Nils J.van der Zijl, VP Sales & Marketing, Softbank Robotics EMEA explains how AI and RPA can help employers tackle a high-churn talent environment

High staff attrition has been a painful fact of life for FM and cleaning businesses for many years.

Linked to this, FM companies face a constant struggle to recruit and train the people they need to replace leavers and ensure they consistently have the workforce they need to meet service level agreements. In most cases, contractors simply cannot access the volume of people they need to feed into the revolving door of talent within their cleaning teams.

Even at the outset of the COVID-19 pandemic, in March this year, 82% of FM leaders reported that attracting employees was a significant challenge and 79% admitted that employee churn was an issue for their organisation.

Now the pandemic has exacerbated these problems even further. FM and cleaning companies are having to respond to increased scrutiny of cleaning performance as clients look to ensure their buildings are safe for people to return to them. At the same time, they are having to manage a workforce that is hugely over-stretched and ensure that cleaning staff remain safe in what are extremely challenging conditions.

Whilst it is still too soon for any official figures to be published, it is being widely reported that  both staff churn and absenteeism due to physical or mental illness amongst frontline cleaning staff are increasing during the pandemic.


Developing an employer brand in FM

One of the reasons that it’s been so hard for FM companies to recruit the frontline staff they need has been the their lack of differentiation in the labour market. They simply don’t have any kind of discernably different ‘pull’ factor to draw in operational talent.

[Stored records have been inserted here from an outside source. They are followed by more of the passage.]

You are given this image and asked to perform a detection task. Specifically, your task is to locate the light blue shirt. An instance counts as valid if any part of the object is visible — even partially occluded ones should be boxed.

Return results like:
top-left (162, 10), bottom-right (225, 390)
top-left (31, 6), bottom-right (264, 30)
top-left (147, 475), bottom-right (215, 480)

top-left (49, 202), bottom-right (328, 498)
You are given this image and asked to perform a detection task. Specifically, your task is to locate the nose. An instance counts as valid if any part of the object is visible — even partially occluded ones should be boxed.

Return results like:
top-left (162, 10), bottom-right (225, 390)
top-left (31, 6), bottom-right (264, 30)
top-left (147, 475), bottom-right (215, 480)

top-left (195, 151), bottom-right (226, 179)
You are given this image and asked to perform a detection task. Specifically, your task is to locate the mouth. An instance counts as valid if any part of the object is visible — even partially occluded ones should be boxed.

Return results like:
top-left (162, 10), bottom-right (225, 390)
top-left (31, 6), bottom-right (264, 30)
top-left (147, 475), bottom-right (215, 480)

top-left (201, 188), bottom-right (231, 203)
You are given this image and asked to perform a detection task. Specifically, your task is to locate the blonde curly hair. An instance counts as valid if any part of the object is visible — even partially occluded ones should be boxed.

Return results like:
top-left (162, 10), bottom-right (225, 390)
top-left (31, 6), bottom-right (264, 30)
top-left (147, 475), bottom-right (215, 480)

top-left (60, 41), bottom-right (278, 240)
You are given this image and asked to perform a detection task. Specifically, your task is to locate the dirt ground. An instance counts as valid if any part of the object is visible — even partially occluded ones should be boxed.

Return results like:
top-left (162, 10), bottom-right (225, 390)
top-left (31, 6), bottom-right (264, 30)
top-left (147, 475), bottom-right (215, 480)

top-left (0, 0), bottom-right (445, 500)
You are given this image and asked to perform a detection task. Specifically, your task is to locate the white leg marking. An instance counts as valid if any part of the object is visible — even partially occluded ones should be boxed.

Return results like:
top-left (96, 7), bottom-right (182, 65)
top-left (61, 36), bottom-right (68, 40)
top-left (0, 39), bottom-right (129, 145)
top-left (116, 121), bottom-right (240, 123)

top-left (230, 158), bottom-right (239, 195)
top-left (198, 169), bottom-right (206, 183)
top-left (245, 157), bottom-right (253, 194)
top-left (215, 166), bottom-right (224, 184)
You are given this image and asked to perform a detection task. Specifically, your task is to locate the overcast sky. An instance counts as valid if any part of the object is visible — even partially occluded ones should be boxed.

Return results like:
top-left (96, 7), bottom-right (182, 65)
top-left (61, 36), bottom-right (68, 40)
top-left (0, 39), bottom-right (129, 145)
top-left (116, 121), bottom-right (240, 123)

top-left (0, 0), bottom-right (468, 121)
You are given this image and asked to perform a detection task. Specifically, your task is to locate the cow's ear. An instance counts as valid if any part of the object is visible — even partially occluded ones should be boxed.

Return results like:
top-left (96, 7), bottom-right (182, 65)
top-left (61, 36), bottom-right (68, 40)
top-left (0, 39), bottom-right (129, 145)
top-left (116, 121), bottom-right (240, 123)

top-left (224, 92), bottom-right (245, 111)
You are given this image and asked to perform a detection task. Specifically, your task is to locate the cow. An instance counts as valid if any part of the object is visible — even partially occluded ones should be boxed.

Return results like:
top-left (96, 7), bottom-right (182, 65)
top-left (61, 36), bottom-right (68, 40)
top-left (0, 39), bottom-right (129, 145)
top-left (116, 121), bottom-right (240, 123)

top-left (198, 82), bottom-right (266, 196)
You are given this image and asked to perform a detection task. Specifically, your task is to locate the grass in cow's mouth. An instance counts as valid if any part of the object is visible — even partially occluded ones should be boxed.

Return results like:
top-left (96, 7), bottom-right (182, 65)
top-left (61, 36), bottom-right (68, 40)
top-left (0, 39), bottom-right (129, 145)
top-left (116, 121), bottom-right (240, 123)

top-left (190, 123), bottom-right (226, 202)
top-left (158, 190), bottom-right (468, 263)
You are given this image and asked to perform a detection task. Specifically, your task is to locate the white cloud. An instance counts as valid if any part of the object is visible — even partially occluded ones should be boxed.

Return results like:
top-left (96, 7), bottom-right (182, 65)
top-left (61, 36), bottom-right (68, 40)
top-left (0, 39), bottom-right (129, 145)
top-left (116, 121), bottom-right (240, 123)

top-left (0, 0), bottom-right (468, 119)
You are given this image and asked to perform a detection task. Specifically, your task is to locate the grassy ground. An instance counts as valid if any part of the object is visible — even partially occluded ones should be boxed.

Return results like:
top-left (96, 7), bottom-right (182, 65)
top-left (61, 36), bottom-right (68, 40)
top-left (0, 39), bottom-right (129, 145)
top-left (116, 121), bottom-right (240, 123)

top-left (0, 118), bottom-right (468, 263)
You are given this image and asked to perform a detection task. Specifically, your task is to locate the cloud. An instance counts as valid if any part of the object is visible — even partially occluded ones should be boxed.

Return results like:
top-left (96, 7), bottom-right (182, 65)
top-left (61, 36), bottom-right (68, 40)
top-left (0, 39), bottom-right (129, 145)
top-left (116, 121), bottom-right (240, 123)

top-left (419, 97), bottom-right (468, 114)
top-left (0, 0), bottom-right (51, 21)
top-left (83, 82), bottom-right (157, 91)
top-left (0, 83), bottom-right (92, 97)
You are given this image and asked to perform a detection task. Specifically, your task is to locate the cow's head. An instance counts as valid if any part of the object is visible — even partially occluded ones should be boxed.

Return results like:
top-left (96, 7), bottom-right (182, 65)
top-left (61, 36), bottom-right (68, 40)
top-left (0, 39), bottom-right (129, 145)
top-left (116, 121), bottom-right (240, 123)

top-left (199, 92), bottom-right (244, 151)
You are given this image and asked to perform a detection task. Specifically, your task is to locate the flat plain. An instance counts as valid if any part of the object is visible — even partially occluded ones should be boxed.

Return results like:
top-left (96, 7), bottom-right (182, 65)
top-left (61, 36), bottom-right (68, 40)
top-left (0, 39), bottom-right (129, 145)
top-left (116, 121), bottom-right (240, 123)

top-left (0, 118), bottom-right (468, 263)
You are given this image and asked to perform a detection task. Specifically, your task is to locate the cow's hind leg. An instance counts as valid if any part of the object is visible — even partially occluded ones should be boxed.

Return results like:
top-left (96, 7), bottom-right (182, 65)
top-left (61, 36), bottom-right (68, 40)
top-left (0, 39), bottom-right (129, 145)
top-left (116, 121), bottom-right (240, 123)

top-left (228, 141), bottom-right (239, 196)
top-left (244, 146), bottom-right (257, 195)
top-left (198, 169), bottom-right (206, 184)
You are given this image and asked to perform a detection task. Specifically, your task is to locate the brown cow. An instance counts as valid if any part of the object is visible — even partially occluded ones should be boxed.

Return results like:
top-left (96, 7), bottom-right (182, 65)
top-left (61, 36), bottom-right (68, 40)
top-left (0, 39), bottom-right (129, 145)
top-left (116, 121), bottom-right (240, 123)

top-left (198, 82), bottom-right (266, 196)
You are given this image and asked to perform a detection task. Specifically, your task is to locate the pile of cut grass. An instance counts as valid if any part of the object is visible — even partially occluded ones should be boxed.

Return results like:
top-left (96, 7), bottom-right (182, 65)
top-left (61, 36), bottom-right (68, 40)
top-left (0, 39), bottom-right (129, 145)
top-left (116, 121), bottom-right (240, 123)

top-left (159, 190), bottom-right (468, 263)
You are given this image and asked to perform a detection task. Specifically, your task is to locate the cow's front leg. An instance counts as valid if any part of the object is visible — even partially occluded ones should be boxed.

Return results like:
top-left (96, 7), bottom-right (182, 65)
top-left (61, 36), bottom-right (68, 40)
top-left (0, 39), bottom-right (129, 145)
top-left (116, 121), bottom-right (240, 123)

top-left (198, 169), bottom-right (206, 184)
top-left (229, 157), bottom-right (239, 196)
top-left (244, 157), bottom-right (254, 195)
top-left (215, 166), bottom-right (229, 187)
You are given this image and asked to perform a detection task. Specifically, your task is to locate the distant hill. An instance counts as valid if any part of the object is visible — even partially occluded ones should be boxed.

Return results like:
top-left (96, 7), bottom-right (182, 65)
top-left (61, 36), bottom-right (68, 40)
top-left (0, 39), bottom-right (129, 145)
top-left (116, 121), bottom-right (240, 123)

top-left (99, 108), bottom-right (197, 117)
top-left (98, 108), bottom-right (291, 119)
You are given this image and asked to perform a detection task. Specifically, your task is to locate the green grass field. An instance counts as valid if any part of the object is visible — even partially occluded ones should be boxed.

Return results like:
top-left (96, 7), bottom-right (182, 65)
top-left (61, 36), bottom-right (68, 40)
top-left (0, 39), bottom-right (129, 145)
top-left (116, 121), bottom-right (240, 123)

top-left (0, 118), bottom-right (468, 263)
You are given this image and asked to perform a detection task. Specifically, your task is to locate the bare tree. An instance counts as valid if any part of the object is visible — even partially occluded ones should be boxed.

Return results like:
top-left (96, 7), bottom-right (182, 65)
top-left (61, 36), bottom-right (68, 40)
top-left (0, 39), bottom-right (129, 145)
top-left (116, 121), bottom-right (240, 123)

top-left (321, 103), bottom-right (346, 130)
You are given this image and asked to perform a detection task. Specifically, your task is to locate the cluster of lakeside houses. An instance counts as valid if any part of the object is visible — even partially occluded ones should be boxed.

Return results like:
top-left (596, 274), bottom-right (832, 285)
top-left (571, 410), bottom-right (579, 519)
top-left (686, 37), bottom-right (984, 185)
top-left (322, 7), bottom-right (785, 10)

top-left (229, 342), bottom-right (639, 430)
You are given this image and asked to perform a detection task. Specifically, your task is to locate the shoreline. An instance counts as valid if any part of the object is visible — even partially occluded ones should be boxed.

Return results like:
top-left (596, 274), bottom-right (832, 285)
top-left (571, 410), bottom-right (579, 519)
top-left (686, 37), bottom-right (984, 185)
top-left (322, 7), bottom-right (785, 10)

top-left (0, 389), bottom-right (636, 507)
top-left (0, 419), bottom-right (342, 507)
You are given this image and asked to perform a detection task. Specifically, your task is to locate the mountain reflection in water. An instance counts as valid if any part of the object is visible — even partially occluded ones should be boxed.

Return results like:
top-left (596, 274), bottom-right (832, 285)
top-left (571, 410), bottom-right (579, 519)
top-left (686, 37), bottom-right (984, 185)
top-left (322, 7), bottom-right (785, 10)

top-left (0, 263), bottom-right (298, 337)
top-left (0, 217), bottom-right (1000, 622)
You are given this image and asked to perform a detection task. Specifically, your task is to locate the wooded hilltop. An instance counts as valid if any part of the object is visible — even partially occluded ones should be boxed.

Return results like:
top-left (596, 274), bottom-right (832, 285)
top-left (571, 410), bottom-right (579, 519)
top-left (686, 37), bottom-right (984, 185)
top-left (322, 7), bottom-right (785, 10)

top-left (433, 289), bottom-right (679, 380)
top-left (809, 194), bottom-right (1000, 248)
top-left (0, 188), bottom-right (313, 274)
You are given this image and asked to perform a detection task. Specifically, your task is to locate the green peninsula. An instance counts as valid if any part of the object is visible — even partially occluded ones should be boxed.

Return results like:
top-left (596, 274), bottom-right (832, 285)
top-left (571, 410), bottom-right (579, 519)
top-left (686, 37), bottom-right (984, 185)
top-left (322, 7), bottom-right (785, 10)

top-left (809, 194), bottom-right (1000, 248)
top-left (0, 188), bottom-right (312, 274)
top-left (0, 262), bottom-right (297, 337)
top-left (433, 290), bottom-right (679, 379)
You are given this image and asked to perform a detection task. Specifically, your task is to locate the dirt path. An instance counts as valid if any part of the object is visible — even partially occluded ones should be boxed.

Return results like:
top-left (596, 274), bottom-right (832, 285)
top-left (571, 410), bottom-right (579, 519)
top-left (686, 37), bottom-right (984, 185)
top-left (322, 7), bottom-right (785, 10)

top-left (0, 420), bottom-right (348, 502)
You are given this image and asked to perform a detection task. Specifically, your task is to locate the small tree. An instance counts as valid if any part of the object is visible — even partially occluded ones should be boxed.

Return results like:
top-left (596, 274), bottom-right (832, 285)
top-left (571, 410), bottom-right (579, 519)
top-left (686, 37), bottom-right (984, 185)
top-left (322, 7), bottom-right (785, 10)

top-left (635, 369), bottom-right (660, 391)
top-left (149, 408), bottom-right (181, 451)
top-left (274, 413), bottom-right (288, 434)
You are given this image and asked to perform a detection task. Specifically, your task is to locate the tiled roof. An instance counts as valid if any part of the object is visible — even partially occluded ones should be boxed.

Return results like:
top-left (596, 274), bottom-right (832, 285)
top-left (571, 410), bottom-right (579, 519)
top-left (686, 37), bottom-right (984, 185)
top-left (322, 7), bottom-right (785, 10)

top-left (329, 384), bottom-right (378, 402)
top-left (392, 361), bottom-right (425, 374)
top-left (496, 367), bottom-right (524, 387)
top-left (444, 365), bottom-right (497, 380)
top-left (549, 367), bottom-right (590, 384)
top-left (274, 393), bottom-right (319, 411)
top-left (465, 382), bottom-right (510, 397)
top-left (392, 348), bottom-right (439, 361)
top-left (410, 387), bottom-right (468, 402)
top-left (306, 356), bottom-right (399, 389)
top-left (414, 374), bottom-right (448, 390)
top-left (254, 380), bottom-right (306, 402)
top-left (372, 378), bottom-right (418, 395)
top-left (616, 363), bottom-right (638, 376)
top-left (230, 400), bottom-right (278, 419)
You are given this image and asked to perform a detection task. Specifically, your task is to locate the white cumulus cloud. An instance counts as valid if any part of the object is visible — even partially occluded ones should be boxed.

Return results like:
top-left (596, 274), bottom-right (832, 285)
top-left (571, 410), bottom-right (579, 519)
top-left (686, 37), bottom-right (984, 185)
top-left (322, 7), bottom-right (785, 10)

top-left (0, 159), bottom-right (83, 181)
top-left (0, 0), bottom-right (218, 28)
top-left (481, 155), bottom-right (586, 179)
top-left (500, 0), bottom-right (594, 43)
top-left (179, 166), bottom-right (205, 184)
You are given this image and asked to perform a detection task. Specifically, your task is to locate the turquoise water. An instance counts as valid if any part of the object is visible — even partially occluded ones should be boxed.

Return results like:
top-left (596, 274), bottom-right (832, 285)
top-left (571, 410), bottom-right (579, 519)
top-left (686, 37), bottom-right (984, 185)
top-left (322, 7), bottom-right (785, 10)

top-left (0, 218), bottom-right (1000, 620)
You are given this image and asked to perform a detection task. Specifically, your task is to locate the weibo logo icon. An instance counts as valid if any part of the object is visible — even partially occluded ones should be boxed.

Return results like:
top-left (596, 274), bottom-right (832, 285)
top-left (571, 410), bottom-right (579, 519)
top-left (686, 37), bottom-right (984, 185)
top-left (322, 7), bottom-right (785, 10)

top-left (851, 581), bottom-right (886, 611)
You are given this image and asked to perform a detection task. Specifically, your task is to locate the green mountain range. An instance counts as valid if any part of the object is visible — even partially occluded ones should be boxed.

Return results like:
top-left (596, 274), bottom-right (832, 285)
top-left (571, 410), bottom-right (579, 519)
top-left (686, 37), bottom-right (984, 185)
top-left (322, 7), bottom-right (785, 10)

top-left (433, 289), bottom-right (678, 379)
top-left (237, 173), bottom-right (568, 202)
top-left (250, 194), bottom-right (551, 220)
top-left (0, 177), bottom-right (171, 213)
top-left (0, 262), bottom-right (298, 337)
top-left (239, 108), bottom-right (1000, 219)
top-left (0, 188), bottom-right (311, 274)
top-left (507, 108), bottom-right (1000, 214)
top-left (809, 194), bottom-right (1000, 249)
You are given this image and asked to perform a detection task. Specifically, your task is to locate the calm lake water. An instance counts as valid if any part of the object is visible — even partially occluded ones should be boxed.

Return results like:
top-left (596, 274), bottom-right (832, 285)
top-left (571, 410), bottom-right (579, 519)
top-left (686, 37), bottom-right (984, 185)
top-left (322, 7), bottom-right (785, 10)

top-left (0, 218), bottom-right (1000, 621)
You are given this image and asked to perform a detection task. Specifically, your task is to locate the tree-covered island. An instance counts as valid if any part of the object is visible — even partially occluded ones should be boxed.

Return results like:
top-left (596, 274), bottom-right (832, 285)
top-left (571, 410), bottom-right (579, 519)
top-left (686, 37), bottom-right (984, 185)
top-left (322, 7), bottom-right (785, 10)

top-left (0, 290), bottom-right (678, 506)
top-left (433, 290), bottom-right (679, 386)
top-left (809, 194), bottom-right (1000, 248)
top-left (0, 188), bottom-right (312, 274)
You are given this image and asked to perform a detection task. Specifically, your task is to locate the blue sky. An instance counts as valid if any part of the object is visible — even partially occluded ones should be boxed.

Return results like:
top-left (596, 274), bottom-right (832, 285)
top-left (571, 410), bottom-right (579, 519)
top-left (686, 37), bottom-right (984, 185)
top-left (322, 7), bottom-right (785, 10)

In our research, 79% of FM leaders across Europe admitted that developing an employer brand was a major HR challenge. The high staff turnover rates mentioned before means that it has been almost impossible to create a sustainable culture across operational teams and therefore there is little to communicate to prospective employees, beyond a salary. Added to this, few FM companies have been able to show prospective cleaning staff any kind of career development or upskilling plans. And 86% of FM leaders admit that developing employees and providing opportunities for advancement is challenging.

Evidently, there is an engagement problem, and employers are understandably struggling to make meaningful connections within a constantly changing workforce, with huge diversity in language, ethnicity and background.


The importance of employer brand

People join and leave organisations for all sorts of reasons, some of which are completely out of the control of the employer in question, but without a doubt, the employer’s brand plays a major part in the decisions people make.

Do employees have a clear, tangible reason to join and stay at a company?

Do they believe in what the company stands for and do they feel they are better off with this employer than any other?

That’s what it essentially comes down to in an industry where no business can realistically differentiate on salary or benefits to any significant degree. It’s about the wrap-around factors, the employer brand.

And this is where we’re seeing the introduction of cobotics makes a real difference to FM companies.


Using cobotics to enhance employer brand and build workforce culture

Cobots are collaborative robots that work alongside frontline operational teams, carrying out strenuous and repetitive work and freeing up people to focus on less physically demanding but higher value tasks.

Whiz, our cobotic vacuum sweeper, is now being deployed by forward-thinking, innovation-led businesses across Europe, alongside their cleaning teams.

Of course, the main driver for deployment is improved efficiency and performance, but our clients are also telling us that the introduction of Whiz is having a positive impact on employee engagement amongst frontline staff.

Here are a few of the ways that cobots can make a real difference to engagement and employer brand:

  • By taking away repetitive tasks, cobots ease the strain on workers. This reduces the risk of repetitive strain injury, makes each shift less physically demanding and helps to enhance employee wellbeing
  • Cleaning staff can spend time on more varied work that makes a real difference to clients and end users of buildings. This is more personally rewarding and makes work more enjoyable
  • Working alongside Whiz, frontline staff have an opportunity to interact with cutting-edge innovation and develop new skills managing AI-driven technology. For experienced cleaning professionals that have seen little change in the industry for decades, this is a hugely welcome change; and for younger workers, millennials and Gen Zs, these digital natives place huge importance on technology in the workplace

The feedback from frontline employees that are using Whiz is extremely positive – it has helped to raise the profile of cleaning within the wider organisation and cleaning teams are genuinely excited about working with cobots. Check out this video from Steam Hotel in Sweden.

And employers can recognise the upsides as well, with 87% of FM leaders predicting that the introduction of cobotics will provide workers with more opportunities for career advancement.

The challenge now is for employers to take this internal positivity and communicate it externally.

FM contractors can ‘sell’ the idea of working alongside cobots to prospective employees, and shout about the benefits they can enjoy.

In an industry where differentiation in the labour market has been close to impossible, cobotics really can be the trigger for a stand-out employer brand.